Doctor Who_ Last Man Running - Chris Boucher [70]
‘That’s true,’ the Doctor said.
‘And what makes you think there is a way in?’
‘Because there has to be a way out.’
Leela skipped ahead of him and turned and stood in his path. ‘That is more like a hope than a reason. If there is no way in, there is no way out, so there has to be a way in.’
The Doctor had already noticed that Leela was showing signs of a more focused physical aggression and now he wondered if the sharpening of her fighting instincts was being matched by an increased intellectual aggression. Was it simply that he had never noticed how formidable she was?
Or was it really possible that she was being refined and fashioned into a weapon. Training by any other name...
Training taken to its logical conclusion.
‘The runner,’ he said, ‘didn’t make any of this. Nobody like him had any hand in this. It’s a higher order of technology altogether. The people we’ve met come from a society that has interstellar space travel but hasn’t got an efficient rechargeable power cell. Somebody found this place and it’s as alien to them as it is to us.’
‘So the runner is like us and he has to be able to come and go,’ Leela said nodding. ‘A way out, so there is a way in.’
‘Exactly.’
The Doctor began walking again and Leela fell in beside him. They had gone only a short distance before Leela shook her head and said, ‘No.’
‘No?’
‘He does not have to come and go through this passageway. If, as you say, everything is in there –’ she pointed at what the Doctor hoped was the inner of the two walls – ‘The way in and the way out be there as well.’
‘Then what is this passageway for?’ the Doctor asked, smiling reasonably.
‘I was right,’ Leela said triumphantly. ‘It is more of a hope than a reason.’
They walked on in silence. Ahead of them, the inner wall had begun to change. The opaque, waxy yellow substance was becoming flecked with more and more of the tiny particles of sparkling crystal. Eventually they reached a point where the wall was made up entirely of tiny opalescent crystals and, as s they walked on, these gradually coalesced into larger and larger forms until finally there was what appeared to be a single sheet of milky crystal. Then this too changed and became a grey membrane, which seemed to be pulsing and quivering rhythmically like a living thing.
The Doctor reached out to touch it and without the slightest sensation his hand went straight through it up to the wrist. He pulled it out again quickly and was relieved to find that he still had a hand, and that it was undamaged and unmarked in any way. The membrane was similarly unaffected.
Leela watched as the Doctor examined his hand and then looked closely at the quivering skin through which he had pushed it. It was typical of his carelessness, she thought, that he had no idea of the risk until after he had taken it. ‘We were both right,’ he said. ‘Shall we go?’
‘Go?
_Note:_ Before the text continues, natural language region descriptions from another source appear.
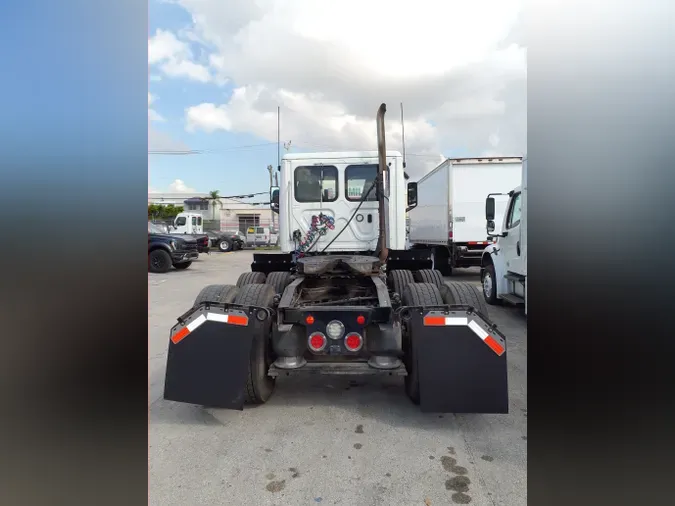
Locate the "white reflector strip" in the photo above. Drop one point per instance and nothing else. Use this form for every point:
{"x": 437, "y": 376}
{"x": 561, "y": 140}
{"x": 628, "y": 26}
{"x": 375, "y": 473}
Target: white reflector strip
{"x": 216, "y": 317}
{"x": 456, "y": 321}
{"x": 478, "y": 330}
{"x": 196, "y": 323}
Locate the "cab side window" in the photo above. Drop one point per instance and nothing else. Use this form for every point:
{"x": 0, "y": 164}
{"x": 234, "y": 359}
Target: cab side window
{"x": 514, "y": 212}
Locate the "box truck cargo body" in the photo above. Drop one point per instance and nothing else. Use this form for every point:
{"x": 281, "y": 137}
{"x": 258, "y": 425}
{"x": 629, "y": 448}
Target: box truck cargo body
{"x": 450, "y": 213}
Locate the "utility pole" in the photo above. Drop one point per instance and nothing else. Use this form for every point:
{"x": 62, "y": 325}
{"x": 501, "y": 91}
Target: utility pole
{"x": 271, "y": 171}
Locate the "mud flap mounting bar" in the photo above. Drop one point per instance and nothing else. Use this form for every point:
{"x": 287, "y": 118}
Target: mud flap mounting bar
{"x": 461, "y": 360}
{"x": 209, "y": 351}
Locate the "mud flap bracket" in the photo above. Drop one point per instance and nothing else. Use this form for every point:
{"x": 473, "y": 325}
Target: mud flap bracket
{"x": 461, "y": 361}
{"x": 209, "y": 354}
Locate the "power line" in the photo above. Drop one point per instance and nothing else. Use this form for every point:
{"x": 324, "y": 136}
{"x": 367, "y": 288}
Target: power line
{"x": 209, "y": 151}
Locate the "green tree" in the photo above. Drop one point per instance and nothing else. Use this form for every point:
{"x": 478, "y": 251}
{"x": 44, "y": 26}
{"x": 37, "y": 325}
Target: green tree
{"x": 215, "y": 196}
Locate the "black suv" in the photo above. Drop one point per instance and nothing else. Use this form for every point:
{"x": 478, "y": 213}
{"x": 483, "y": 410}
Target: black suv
{"x": 165, "y": 250}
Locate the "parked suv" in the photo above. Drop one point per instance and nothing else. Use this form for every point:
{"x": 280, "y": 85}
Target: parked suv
{"x": 165, "y": 250}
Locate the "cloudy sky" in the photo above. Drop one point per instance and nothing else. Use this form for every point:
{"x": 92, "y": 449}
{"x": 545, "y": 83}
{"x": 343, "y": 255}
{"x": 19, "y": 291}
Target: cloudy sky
{"x": 220, "y": 68}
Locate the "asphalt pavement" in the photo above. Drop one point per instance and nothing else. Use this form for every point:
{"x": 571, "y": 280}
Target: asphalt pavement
{"x": 324, "y": 440}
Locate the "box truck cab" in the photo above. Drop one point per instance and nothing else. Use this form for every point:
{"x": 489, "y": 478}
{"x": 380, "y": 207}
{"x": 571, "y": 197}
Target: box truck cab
{"x": 188, "y": 223}
{"x": 449, "y": 219}
{"x": 504, "y": 263}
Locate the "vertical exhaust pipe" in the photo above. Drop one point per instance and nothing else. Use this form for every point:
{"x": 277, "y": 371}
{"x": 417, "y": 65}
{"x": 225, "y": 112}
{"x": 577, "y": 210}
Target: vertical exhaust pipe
{"x": 382, "y": 250}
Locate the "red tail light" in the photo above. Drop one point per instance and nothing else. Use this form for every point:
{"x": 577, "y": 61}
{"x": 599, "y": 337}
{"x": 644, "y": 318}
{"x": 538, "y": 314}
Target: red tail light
{"x": 353, "y": 341}
{"x": 317, "y": 341}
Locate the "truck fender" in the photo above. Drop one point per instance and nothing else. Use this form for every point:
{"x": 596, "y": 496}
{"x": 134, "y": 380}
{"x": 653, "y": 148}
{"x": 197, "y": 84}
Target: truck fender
{"x": 159, "y": 245}
{"x": 493, "y": 255}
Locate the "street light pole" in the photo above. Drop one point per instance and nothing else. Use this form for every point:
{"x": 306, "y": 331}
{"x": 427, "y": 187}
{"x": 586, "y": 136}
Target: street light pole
{"x": 271, "y": 171}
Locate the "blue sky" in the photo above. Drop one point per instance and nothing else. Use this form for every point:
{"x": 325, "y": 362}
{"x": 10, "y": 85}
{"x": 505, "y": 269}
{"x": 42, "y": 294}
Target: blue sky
{"x": 221, "y": 67}
{"x": 226, "y": 165}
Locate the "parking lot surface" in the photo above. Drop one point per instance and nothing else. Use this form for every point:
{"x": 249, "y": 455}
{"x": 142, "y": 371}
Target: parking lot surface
{"x": 323, "y": 440}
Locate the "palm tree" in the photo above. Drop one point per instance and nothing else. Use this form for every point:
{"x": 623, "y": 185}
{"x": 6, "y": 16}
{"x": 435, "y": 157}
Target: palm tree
{"x": 215, "y": 196}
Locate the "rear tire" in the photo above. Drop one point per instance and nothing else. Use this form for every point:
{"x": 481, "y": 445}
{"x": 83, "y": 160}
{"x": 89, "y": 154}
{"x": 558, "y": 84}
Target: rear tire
{"x": 159, "y": 261}
{"x": 251, "y": 278}
{"x": 429, "y": 276}
{"x": 465, "y": 294}
{"x": 416, "y": 294}
{"x": 489, "y": 284}
{"x": 259, "y": 386}
{"x": 399, "y": 279}
{"x": 217, "y": 293}
{"x": 279, "y": 280}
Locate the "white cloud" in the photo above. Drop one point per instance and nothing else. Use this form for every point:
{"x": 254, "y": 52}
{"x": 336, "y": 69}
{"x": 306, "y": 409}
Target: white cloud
{"x": 179, "y": 186}
{"x": 459, "y": 67}
{"x": 152, "y": 114}
{"x": 161, "y": 141}
{"x": 174, "y": 57}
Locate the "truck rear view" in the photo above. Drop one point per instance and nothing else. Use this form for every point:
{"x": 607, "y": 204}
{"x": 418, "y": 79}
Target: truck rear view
{"x": 450, "y": 216}
{"x": 344, "y": 296}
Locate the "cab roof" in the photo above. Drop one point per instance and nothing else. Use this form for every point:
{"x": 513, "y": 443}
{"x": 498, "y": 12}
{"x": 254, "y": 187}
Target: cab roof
{"x": 337, "y": 155}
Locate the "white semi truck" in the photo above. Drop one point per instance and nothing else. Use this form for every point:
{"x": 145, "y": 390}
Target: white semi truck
{"x": 449, "y": 219}
{"x": 344, "y": 296}
{"x": 504, "y": 263}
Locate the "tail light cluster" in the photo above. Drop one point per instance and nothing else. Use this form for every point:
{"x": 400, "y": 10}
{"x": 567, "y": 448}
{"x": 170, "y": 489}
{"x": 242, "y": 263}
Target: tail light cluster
{"x": 335, "y": 331}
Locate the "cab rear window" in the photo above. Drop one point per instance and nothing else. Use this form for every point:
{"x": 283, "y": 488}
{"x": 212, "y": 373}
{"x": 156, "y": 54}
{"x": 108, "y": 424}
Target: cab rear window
{"x": 358, "y": 180}
{"x": 315, "y": 184}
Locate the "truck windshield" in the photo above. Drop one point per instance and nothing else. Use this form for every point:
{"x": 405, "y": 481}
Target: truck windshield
{"x": 315, "y": 184}
{"x": 155, "y": 229}
{"x": 358, "y": 180}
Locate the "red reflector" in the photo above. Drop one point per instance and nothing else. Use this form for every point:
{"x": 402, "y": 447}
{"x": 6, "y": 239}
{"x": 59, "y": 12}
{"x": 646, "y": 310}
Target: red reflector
{"x": 496, "y": 347}
{"x": 180, "y": 335}
{"x": 434, "y": 321}
{"x": 237, "y": 320}
{"x": 353, "y": 342}
{"x": 317, "y": 342}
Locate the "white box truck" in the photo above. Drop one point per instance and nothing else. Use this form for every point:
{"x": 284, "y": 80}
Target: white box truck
{"x": 450, "y": 213}
{"x": 504, "y": 264}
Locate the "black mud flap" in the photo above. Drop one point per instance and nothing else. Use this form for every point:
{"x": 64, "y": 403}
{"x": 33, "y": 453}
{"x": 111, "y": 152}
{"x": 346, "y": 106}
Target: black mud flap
{"x": 209, "y": 353}
{"x": 461, "y": 360}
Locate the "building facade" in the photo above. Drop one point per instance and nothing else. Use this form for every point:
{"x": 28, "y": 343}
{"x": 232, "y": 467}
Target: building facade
{"x": 224, "y": 215}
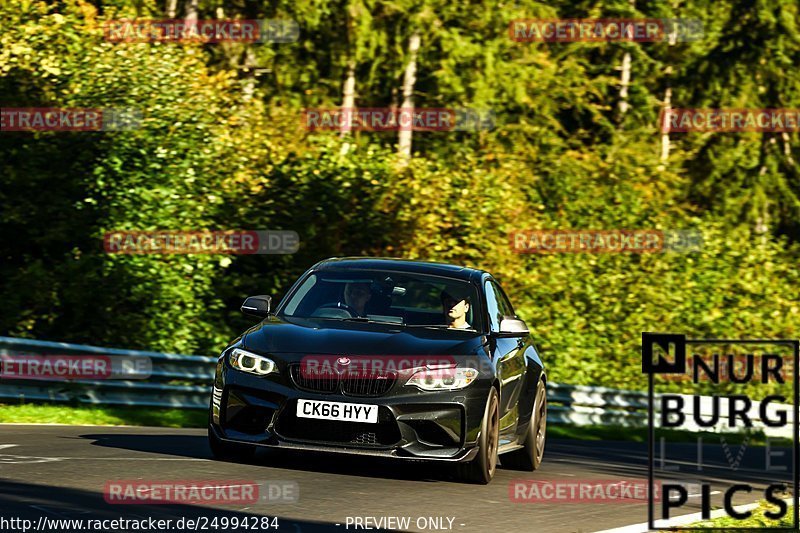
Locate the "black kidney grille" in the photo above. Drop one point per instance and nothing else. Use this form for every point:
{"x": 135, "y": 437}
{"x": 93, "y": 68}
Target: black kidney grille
{"x": 355, "y": 385}
{"x": 351, "y": 383}
{"x": 324, "y": 384}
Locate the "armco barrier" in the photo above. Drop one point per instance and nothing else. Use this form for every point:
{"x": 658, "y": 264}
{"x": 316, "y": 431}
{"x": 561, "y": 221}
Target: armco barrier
{"x": 184, "y": 381}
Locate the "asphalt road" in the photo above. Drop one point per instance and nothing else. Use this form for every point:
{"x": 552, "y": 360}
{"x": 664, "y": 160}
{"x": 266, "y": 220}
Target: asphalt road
{"x": 61, "y": 471}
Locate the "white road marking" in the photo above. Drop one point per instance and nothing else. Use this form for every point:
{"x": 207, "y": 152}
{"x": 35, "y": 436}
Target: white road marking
{"x": 22, "y": 459}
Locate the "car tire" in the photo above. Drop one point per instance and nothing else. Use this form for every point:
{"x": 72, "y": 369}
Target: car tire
{"x": 228, "y": 451}
{"x": 529, "y": 457}
{"x": 481, "y": 469}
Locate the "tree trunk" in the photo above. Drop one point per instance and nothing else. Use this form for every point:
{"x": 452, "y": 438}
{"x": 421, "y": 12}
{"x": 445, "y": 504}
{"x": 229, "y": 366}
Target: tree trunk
{"x": 348, "y": 104}
{"x": 191, "y": 11}
{"x": 409, "y": 79}
{"x": 665, "y": 124}
{"x": 665, "y": 145}
{"x": 625, "y": 80}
Go where?’
He offered Leela his arm and, when she hesitated and frowned her puzzlement, he shrugged and smiled and stepped through the membrane and out of sight.
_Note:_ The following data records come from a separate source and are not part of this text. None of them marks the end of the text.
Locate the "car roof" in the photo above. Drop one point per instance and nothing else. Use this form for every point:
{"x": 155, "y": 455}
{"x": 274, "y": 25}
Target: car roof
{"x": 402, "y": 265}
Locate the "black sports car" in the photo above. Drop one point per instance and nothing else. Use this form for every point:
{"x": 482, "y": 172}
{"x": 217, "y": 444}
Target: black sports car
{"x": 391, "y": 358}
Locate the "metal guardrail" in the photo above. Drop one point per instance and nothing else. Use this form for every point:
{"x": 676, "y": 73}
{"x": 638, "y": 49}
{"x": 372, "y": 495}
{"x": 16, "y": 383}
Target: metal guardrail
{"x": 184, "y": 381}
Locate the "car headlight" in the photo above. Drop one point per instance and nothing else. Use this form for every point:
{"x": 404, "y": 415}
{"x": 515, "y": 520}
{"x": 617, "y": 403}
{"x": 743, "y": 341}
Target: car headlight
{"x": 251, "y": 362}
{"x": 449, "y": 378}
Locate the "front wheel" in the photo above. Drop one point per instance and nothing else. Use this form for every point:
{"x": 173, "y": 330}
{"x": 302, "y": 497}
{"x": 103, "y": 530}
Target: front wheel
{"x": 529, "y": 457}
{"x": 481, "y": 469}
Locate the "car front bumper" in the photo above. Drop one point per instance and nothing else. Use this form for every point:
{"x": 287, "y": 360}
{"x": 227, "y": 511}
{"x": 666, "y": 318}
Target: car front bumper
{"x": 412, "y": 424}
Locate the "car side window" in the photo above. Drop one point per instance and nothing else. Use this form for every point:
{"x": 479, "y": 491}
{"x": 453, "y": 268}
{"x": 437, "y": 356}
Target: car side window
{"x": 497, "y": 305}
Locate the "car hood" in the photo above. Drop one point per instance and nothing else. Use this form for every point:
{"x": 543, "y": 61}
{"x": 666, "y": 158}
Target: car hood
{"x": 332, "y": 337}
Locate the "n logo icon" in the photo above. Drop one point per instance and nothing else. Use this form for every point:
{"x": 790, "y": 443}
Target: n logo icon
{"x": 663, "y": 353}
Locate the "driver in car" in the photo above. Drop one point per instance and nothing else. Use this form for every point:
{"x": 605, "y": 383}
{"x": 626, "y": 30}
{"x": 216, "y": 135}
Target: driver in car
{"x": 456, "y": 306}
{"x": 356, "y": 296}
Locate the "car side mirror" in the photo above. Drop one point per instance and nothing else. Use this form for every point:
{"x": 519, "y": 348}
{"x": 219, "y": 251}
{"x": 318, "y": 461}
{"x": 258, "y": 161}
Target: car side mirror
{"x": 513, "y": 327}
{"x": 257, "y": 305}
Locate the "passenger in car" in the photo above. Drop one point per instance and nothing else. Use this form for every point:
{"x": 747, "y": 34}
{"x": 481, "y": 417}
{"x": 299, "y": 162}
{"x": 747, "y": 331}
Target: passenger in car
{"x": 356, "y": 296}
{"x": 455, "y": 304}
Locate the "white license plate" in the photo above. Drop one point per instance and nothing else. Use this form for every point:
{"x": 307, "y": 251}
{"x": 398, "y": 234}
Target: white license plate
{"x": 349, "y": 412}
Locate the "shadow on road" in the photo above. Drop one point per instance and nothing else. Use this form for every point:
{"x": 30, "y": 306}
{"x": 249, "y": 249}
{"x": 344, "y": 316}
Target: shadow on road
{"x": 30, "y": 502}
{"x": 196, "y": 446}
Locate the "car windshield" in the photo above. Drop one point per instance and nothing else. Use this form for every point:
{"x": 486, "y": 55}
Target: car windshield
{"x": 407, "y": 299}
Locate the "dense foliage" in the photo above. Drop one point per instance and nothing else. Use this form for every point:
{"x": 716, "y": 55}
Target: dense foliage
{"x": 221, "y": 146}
‘Doctor?’ Leela shouted at the gently throbbing grey skin.
‘Doctor?’ When there was no response, she drew her knife and ran the blade down the skin trying to see what was behind it. The greyness closed round the knife and the cut vanished as she made it, leaving no sign of itself and nothing on the blade. She tried again, cutting horizontally, cutting more quickly, cutting more deeply but there was no practical way to make a hole through which to see anything. Leela gave up and, keeping the knife ready, she took a step back and leapt through the membrane.
OIG search-and-retrieval asked for notarised confirmation of the unprecedented ‘triple-A’ Ops had given the rescue of the pursuit patrol led by Serian Kley. One wag suggested they should have it in triplicate but no one really had the nerve to go that far.
Nothing like it had been authorised since the third asteroid mining disaster had stranded a full shift of forty-three ore-seekers, with only emergency air and power and no way to get back to link up with their base supply ship.